É extremamente prejudicial ao País constatar que apenas uma pequena parcela da capacidade teórica das ferrovias concedidas é disponibilizada ao mercado enquanto diversas cadeias produtivas tiveram de migrar para o transporte rodoviário por absoluta indisponibilidade de oferta de serviços pelas concessionárias de ferrovias.

Mesmo nos trechos ferroviários em operação, os relatórios anuais de fiscalização da ANTT apontam a perpetuação de gargalos por anos seguidos, seja por restrições na via permanente, seja pela baixa disponibilidade de locomotivas e vagões. O que se vê, portanto, é uma oferta aquém das necessidades dos embarcadores.

Vale lembrar que os novos contratos de concessão, aqueles já renovados, possuem cláusulas de gatilho de investimentos sempre que a utilização da malha atinge um determinado percentual. É fundamental que seja feita uma devida e cuidadosa avaliação a respeito desse indicador por todos interessados, para se avaliar o montante de investimentos necessários não apenas para atender às necessidades da safra atual, mas para atender às demandas da próxima década.

Em 2025, o Brasil colherá mais de 300 milhões de toneladas de grãos e produzirá grandes quantidades de produtos agroindustriais.

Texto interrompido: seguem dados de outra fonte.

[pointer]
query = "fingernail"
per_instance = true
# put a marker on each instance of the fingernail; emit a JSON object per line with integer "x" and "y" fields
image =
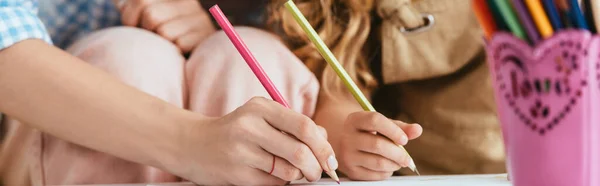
{"x": 403, "y": 140}
{"x": 332, "y": 163}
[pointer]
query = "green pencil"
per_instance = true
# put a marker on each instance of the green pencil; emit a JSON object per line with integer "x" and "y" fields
{"x": 510, "y": 17}
{"x": 337, "y": 67}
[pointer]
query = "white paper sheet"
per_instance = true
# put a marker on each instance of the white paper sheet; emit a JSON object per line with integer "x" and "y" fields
{"x": 461, "y": 180}
{"x": 464, "y": 180}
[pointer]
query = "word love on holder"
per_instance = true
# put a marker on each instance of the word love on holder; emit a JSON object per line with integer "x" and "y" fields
{"x": 548, "y": 100}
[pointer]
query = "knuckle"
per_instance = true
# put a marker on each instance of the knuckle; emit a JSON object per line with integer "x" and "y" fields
{"x": 241, "y": 130}
{"x": 301, "y": 155}
{"x": 374, "y": 118}
{"x": 151, "y": 16}
{"x": 306, "y": 128}
{"x": 290, "y": 173}
{"x": 380, "y": 164}
{"x": 378, "y": 145}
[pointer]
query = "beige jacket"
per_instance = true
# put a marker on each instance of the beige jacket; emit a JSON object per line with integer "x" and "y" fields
{"x": 437, "y": 76}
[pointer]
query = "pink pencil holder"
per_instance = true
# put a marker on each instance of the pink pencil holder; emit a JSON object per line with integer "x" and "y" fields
{"x": 548, "y": 104}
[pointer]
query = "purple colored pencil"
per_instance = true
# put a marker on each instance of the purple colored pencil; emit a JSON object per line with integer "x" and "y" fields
{"x": 526, "y": 21}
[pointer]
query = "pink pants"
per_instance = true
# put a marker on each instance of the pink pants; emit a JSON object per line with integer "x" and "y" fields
{"x": 214, "y": 81}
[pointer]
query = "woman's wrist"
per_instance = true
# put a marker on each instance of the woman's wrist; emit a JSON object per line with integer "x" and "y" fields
{"x": 173, "y": 156}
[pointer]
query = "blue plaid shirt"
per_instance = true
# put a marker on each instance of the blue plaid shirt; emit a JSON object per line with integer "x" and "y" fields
{"x": 59, "y": 22}
{"x": 19, "y": 21}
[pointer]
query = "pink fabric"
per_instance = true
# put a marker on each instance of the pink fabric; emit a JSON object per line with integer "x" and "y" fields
{"x": 214, "y": 81}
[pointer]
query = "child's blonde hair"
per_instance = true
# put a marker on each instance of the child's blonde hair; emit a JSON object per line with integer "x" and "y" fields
{"x": 344, "y": 25}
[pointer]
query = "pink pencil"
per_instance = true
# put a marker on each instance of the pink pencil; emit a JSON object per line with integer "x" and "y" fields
{"x": 247, "y": 55}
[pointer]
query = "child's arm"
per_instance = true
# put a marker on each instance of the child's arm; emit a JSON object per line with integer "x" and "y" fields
{"x": 362, "y": 155}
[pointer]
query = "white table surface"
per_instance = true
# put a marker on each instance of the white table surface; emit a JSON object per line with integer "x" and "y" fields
{"x": 458, "y": 180}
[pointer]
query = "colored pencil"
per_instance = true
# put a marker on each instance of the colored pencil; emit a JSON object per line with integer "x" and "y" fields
{"x": 577, "y": 14}
{"x": 526, "y": 21}
{"x": 484, "y": 16}
{"x": 553, "y": 14}
{"x": 565, "y": 13}
{"x": 586, "y": 6}
{"x": 511, "y": 19}
{"x": 594, "y": 12}
{"x": 539, "y": 16}
{"x": 337, "y": 67}
{"x": 252, "y": 62}
{"x": 500, "y": 23}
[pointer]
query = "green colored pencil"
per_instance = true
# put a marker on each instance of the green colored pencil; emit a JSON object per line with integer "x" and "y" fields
{"x": 337, "y": 67}
{"x": 510, "y": 17}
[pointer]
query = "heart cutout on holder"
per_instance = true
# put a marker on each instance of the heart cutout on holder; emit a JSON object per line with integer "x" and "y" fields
{"x": 541, "y": 85}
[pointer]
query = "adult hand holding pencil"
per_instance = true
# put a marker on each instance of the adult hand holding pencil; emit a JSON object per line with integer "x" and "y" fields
{"x": 306, "y": 135}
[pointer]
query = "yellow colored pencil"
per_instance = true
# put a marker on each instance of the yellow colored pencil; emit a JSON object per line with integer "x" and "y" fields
{"x": 596, "y": 14}
{"x": 337, "y": 67}
{"x": 540, "y": 18}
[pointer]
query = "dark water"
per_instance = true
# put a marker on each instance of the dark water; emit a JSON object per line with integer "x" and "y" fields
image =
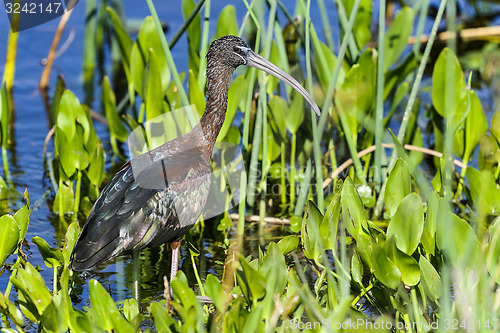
{"x": 31, "y": 127}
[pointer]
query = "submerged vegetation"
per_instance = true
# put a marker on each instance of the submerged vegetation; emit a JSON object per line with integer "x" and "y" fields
{"x": 389, "y": 201}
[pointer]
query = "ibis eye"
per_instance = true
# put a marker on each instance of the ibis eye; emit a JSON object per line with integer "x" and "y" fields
{"x": 240, "y": 50}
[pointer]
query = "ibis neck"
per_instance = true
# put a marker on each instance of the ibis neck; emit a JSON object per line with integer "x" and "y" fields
{"x": 211, "y": 122}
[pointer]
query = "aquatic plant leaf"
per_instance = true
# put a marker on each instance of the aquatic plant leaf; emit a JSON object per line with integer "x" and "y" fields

Com o comércio internacional cada vez mais competitivo, é essencial que a nossa infraestrutura acompanhe os desafios que iremos enfrentar, sejam eles em custos ou ambientais, e as ferrovias certamente precisam reverter a tendência negativa observada nos últimos anos. Para isso, a regulação deve prover os estímulos necessários para o melhor uso da nossa infraestrutura disponível.